The Geneva Lake Conservancy has purchased a 77-acre parcel on Sugar Creek in the Town of Lafayette that will be open to the public for hiking, fishing, canoeing, kayaking, hunting and other recreational uses
beginning this summer.
The property will offer a half mile hike to a rare oak opening, as well as opportunities to walk and fish along Sugar Creek, which is designated as a Class II Trout Stream.
Located on Highway ES east of Highway 12, the property was purchased with a $90,000 grant from the Knowles Nelson Stewardship program of the Wisconsin Department of Natural Resources, as well as a $50,000 grant from Ducks Unlimited and funding from private donations.
“We are very excited about the opportunity to open this beautiful parcel along Sugar Creek to the public,” said Kevin Brunner, chair of the Geneva Lake Conservancy’s Land Protection Committee. “It will offer a variety of recreational activities, as well as protect habitat for wildlife.”
Sugar Creek contains several species of concern, including the least darter, a small fish.
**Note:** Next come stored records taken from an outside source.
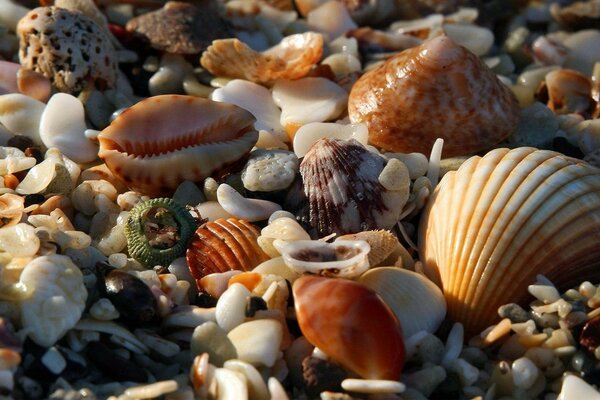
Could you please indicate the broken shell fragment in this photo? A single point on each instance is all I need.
(291, 59)
(351, 324)
(342, 258)
(523, 212)
(162, 141)
(474, 109)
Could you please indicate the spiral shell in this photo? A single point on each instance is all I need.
(224, 245)
(162, 141)
(472, 109)
(493, 225)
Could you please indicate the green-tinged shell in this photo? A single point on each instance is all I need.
(138, 243)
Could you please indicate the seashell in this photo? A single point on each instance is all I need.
(345, 195)
(309, 100)
(569, 92)
(82, 55)
(351, 324)
(249, 209)
(523, 212)
(382, 243)
(164, 140)
(417, 302)
(224, 245)
(62, 125)
(181, 28)
(421, 75)
(292, 58)
(310, 133)
(342, 258)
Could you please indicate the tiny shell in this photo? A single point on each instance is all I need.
(468, 117)
(351, 324)
(342, 258)
(291, 59)
(523, 212)
(417, 302)
(224, 245)
(162, 141)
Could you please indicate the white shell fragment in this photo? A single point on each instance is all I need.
(342, 258)
(309, 100)
(249, 209)
(62, 125)
(57, 301)
(310, 133)
(257, 342)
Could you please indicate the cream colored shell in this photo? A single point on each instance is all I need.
(493, 225)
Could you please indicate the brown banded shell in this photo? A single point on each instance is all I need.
(162, 141)
(291, 59)
(436, 90)
(492, 226)
(224, 245)
(345, 195)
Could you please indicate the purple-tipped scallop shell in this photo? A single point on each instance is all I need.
(344, 190)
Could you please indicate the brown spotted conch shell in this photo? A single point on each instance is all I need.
(162, 141)
(492, 226)
(436, 90)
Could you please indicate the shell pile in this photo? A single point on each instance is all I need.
(299, 199)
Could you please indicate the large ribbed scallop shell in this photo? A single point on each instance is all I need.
(291, 59)
(224, 245)
(493, 225)
(344, 193)
(161, 141)
(436, 90)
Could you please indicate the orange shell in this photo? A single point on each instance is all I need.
(162, 141)
(351, 324)
(224, 245)
(436, 90)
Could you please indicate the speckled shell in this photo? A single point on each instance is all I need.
(436, 90)
(161, 141)
(351, 324)
(224, 245)
(493, 225)
(345, 196)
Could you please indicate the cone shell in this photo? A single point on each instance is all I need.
(493, 225)
(224, 245)
(351, 324)
(344, 193)
(162, 141)
(438, 89)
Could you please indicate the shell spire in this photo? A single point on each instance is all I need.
(436, 90)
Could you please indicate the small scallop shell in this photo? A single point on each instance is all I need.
(291, 59)
(342, 258)
(351, 324)
(162, 141)
(492, 226)
(224, 245)
(417, 302)
(474, 109)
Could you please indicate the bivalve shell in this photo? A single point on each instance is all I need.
(162, 141)
(473, 109)
(224, 245)
(351, 324)
(492, 226)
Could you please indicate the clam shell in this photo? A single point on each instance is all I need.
(162, 141)
(474, 110)
(417, 302)
(492, 226)
(224, 245)
(351, 324)
(341, 182)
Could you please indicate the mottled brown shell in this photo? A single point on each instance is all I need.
(224, 245)
(436, 90)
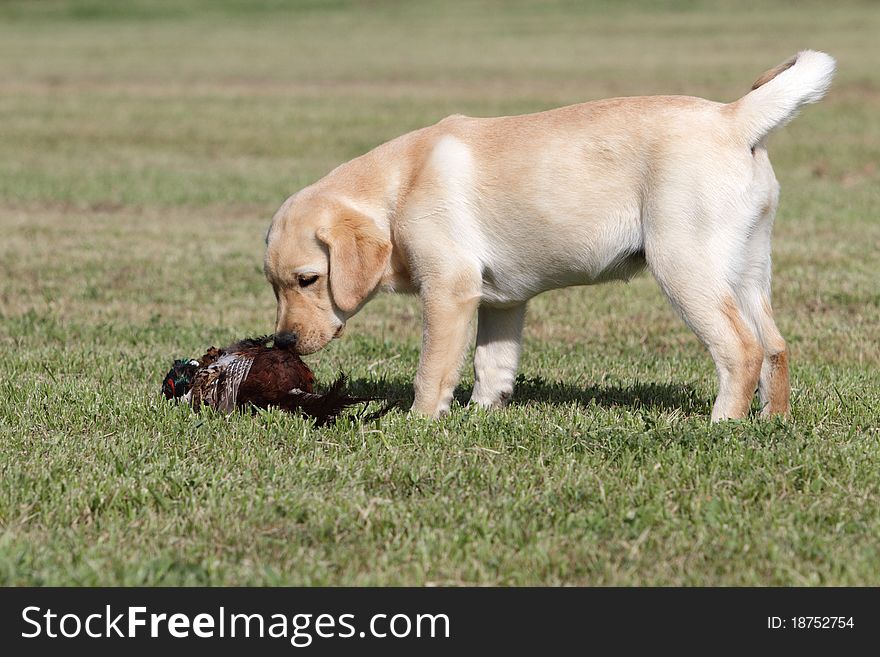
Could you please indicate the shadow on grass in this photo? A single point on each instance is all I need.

The wetlands on the property also provide important habitat for ducks and other waterfowl. The purchase will preserve a buffer zone along the creek that will protect the waterway from agricultural runoff.
The property is identified by the Southeast Wisconsin Regional Planning Commission as a natural area of local significance that should be preserved, Brunner said.
“The Conservancy holds a conservation easement on another property along the creek known as the Sugar Creek Preserve,” said Dennis Jordan, Conservancy chairman. “The purchase of this property will allow us to begin to form a protected stream corridor and we will be talking with other landowners along Sugar Creek who may be interested in placing conservation easements along their streambanks.”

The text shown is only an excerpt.